C’est exactement ce que j’ai éprouvé à la représentation de Ça ira (1) fin de Louis, ce que j’ai ressenti devant cette leçon d’histoire en actes et en paroles , cette vaste fresque mythique de notre révolution française, inspirée par les comptes- rendus des réunions de l’hôtel de ville, des assemblées de quartier et bien sûr de l’Assemblée du Tiers Etat à Versailles -mais réactualisée par des costumes contemporains, la présence de femmes députées et une absence volontaire de marqueurs historiques – à part Louis, aucun personnage ne porte son nom historique.
J’ai vu l’Histoire en marche, mais je n’ai pas vu une énième pièce historique sur la Révolution. J’ai assisté, sur mon petit fauteuil rouge, aux Amandiers de Nanterre, à l’éclosion délicate et difficile, souvent tumultueuse, de la démocratie.
Pas une reconstitution historique, mais la reconstruction d’un processus, d’une dynamique.
Privé de ses repères de cours d’histoire –ah, tiens, ça c’est Danton, celui-là, c’est Robespierre, l’Incorruptible- le spectateur est « placé dans un état de découverte des événements », dit Pommerat, « comme s’il était lui-même contemporain de ce qui se déroule sous ses yeux. »
Un passé réactualisé, un « passé-présent » parce que, dit toujours Pommerat, « on ne peut pas reconstituer le passé. Le passé n’existe plus, il s’agit toujours d’une fiction pour l’historien comme pour l’écrivain ou le metteur en scène. Ça ira est une fiction vraie, c’est-à-dire une fiction que j’ai voulue la plus vraie possible. »

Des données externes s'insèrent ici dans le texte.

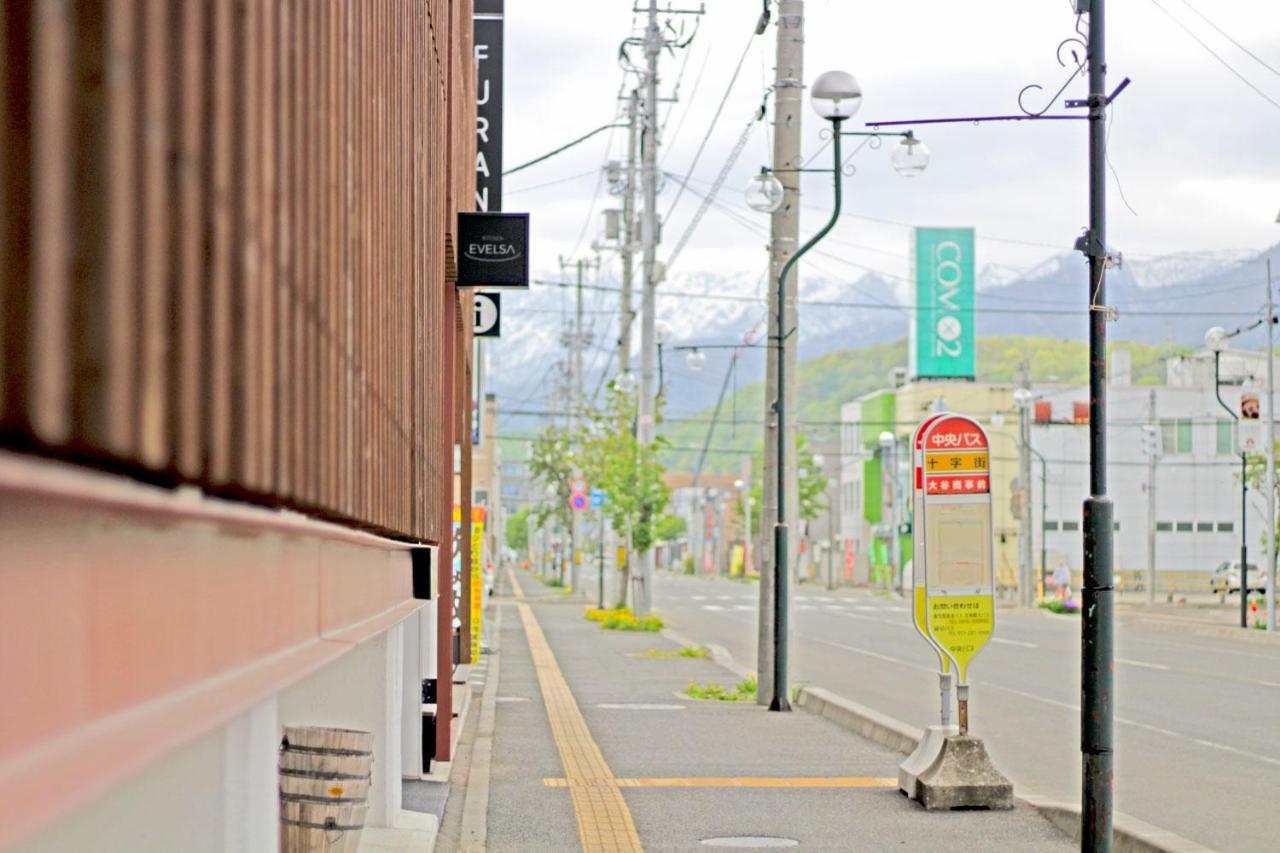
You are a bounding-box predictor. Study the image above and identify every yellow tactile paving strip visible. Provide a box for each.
[543,776,897,788]
[516,596,644,853]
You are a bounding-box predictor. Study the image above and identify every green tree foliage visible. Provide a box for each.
[581,383,669,606]
[506,506,534,555]
[654,512,686,542]
[737,432,829,530]
[529,425,576,528]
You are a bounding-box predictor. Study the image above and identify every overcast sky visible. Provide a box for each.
[504,0,1280,285]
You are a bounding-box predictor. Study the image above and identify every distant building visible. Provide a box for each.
[840,352,1266,589]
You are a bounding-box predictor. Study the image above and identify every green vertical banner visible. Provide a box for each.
[910,228,975,379]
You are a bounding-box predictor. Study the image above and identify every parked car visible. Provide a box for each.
[1208,560,1267,596]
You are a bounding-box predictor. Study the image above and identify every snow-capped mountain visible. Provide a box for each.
[489,246,1280,422]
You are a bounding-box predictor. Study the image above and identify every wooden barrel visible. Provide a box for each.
[280,726,374,853]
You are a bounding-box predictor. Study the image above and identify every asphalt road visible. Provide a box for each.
[655,575,1280,852]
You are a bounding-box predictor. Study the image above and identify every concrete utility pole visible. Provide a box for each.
[755,0,804,704]
[635,0,664,613]
[1146,389,1160,605]
[618,90,640,374]
[1264,257,1276,631]
[1018,361,1036,607]
[570,257,586,594]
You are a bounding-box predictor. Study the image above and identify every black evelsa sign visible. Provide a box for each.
[458,213,529,291]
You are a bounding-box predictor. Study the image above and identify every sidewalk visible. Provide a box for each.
[465,563,1074,852]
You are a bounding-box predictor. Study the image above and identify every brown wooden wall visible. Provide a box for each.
[0,0,475,542]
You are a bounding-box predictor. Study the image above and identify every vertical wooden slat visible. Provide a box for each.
[136,0,174,469]
[64,0,112,451]
[169,3,209,478]
[230,0,264,492]
[0,0,38,433]
[0,0,474,542]
[205,0,236,487]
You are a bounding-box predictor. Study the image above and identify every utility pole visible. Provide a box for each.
[1264,257,1276,631]
[1143,388,1160,605]
[618,88,640,375]
[1080,0,1115,835]
[755,0,798,704]
[1018,361,1036,607]
[635,0,666,615]
[570,257,586,596]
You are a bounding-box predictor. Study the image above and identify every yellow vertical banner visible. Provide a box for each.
[471,506,485,663]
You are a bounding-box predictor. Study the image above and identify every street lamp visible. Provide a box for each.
[749,70,928,711]
[1204,324,1271,628]
[890,133,929,178]
[733,471,751,578]
[745,170,783,213]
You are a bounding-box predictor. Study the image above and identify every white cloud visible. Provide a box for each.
[506,0,1280,280]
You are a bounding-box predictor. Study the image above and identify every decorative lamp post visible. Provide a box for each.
[1204,325,1249,628]
[748,70,929,711]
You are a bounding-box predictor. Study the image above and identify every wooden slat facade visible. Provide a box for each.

Le spectateur n’est pas pris à parti comme dans un spectacle d’Ariane Mnouchkine: tandis que les acteurs arpentent la salle -devenue assemblée de citoyens, de députés, ou font irruption sur la scène, lieu des débats officiels, lui reste spectateur, libre, comme un citoyen de l’époque, de choisir son camp, d’hésiter, d’en changer. De se faire une opinion.
Une vraie leçon de civisme et de citoyenneté, bien utile par les temps qui courent où l’on ne vote plus, ou mal, ou contre et rarement pour, où le vote est une sorte de billard à deux bandes, une stratégie d’évitement plus qu’une façon d’assumer son choix et sa détermination, ou pire un vote recyclable et jetable comme les sacs du même nom, - il faut dire que l’offre politique n’a rien pour nous… emballer !
Autant le spectacle Au monde m’avait laissée froide, et m’avait même ennuyée profondément, autant Ça ira, rejoué cet automne aux Amandiers, m’a enthousiasmée : je n'étais pas seule, la salle tout entière a salué debout, comme aux temps de fièvre citoyenne et révolutionnaire.
Nous avons senti, le temps d'une représentation, le grand vent revigorant de la démocratie souffler sur nous et rafraîchir l’air vicié et pesant du temps présent.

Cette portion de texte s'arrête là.